New insights into aging-associated characteristics of female subcutaneous adipose tissue through integrative analysis of multi-omics data

Abstract

Aging could be critical in limiting the application of subcutaneous adipose tissue (SAT) in tissue repair and reconstruction. However, no systematic study on the characteristics of SAT aging has been conducted. In this study, a scanning electronic microscope was used to detect the structural and compositional changes of SAT collected from nine females in three age groups. Multi-omics data of SAT from 37 females were obtained from Gene Expression Omnibus database, and 1860 genes, 56 miRNAs, and 332 methylated genes were identified as being differentially expressed during aging among non-obese females. Using Weighted Correlation Network Analysis (WGCNA), 1754 DEGs were defined as aging-associated genes for non-obese females, distributed among ten co-expression modules. Through Gene Ontology enrichment analysis and Gene Set enrichment analysis on those aging-associated DEGs, SAT aging was observed to be characterized by variations in immune and inflammatory states, mitochondria, lipid and carbohydrate metabolism, and regulation of vascular development. SUPV3L1, OGT, and ARPC1B were identified as conserved and core SAT-aging-related genes, as verified by RT-qPCR among 18 samples in different age groups. Multi-omics regulatory networks of core aging-associated biological processes of SAT were also constructed. Based on WGCNA, we performed differential co-expression analysis to unveil the differences in aging-related co-expression patterns between obese and non-obese females and determined that obesity could be an important accelerating factor in aging processes. Our work provides a landscape of SAT aging, which could be helpful for further research in fields such as repair and reconstruction as well as aging.
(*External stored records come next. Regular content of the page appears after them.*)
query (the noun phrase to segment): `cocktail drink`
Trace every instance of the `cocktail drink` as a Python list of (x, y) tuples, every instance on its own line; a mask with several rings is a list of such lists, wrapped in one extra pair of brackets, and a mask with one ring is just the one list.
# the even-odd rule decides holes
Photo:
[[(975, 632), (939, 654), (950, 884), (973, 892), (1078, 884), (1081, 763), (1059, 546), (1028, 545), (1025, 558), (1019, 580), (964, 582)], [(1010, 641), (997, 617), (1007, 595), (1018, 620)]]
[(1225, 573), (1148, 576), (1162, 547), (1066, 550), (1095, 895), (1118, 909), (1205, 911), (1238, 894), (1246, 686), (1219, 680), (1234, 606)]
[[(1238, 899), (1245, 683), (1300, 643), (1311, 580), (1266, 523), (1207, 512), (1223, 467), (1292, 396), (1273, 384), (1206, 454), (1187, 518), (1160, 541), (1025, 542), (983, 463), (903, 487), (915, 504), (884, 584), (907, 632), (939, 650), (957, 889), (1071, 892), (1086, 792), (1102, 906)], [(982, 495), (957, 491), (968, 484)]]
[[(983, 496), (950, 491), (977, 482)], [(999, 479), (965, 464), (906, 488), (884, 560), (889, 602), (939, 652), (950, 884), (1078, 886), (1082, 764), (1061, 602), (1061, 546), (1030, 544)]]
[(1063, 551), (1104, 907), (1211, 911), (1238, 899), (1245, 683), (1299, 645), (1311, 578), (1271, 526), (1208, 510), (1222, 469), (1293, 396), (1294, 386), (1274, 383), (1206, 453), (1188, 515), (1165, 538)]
Keywords: Subcutaneous adipose tissue; aging; multi-omics profiling; obesity; tissue repair and reconstruction.

Figure 1.

Morphology and quantification of adipocytes and collagen of SAT during aging. (a) SEM images of SAT in different age groups. Scale bar = 100 μm or 50 μm. (b) Numbers of the mature adipocytes, percentage of small adipocytes and diameter of mature adipocytes in different age groups in the same-sized fields.

Figure 2.

Differentially expressed mRNAs, miRNAs, and methylated genes in aging processes for obese and non-obese females.

Figure 3.

The co-expression patterns of genes and visualization of core GOBP pathways of SAT in aging process. (a) Visualization of tree diagram and co-expression patterns of genes based on the adjacency-based dissimilarity of the hierarchical clustering genes. (b) 10 aging-related gene co-expression modules with different enrichment status in each group. Enrichment Score indicated the ratio of DEGs in the specific module to all genes involved in the WGCNA network. (c) GOBP enrichment analysis for selected DEGs. (d) Gene set enrichment analysis of genes based on age groups. Normalized enrichment score (NES) was presented in chart. P Value < 0.05 was considered significant.

Figure 4.

The regulatory networks between DEGs and DEMs and RT-qPCR. (a) The regulatory networks of DEGs-DEMs involved in 7 core functional subnetwork in SAT agingbased on WGCNA. (b,c) Heatmaps of DEGs and DEMs involved in the 7 regulatory networks. DEGs and DEMs were distributed in different co-expression modules with different colors. (d) Quantitative analysis of the RT-qPCR assays for SAT.

Figure 5.

DiffCoEx analysis based on aging related genes of SAT between obese and non-obese female. (a) The comparative correlation heatmap showed the differentially co-expressed modules of SAT between obese and non-obese female based on aging related genes. The upper diagonal of the main matrix showed a correlation between pairs of genes among the non-obese female. The lower diagonal showed a correlation between the same gene pairs among the obese female. Color bars represented the differentially co-expressed modules. (b) 7 DiffCoEx modules with different enrichment status of SAT in each group. Enrichment Score indicated the ratio of DEGs in a specific module to all genes involved in the DiffCoEx network. (c) Differential co-expression network of SAT between obese and non-obese female. Colors represented the DiffCoEx modules. Red lines showed stronger correlation in obese female but blue lines in non-obese female. The thickness represented the correlation strength. (d) Bubble plots foraging related GOBP enrichment pathways. (e) The regulatory networks of DEGs-DEMs involved in the aging associated biological processes based on DiffCoEx analysis of aging process between obese and non-obese female. ‘*’ represented the potentially core molecules in the regulatory networks of obese female according to DiffCoEx analysis. P Value < 0.05 was considered significant.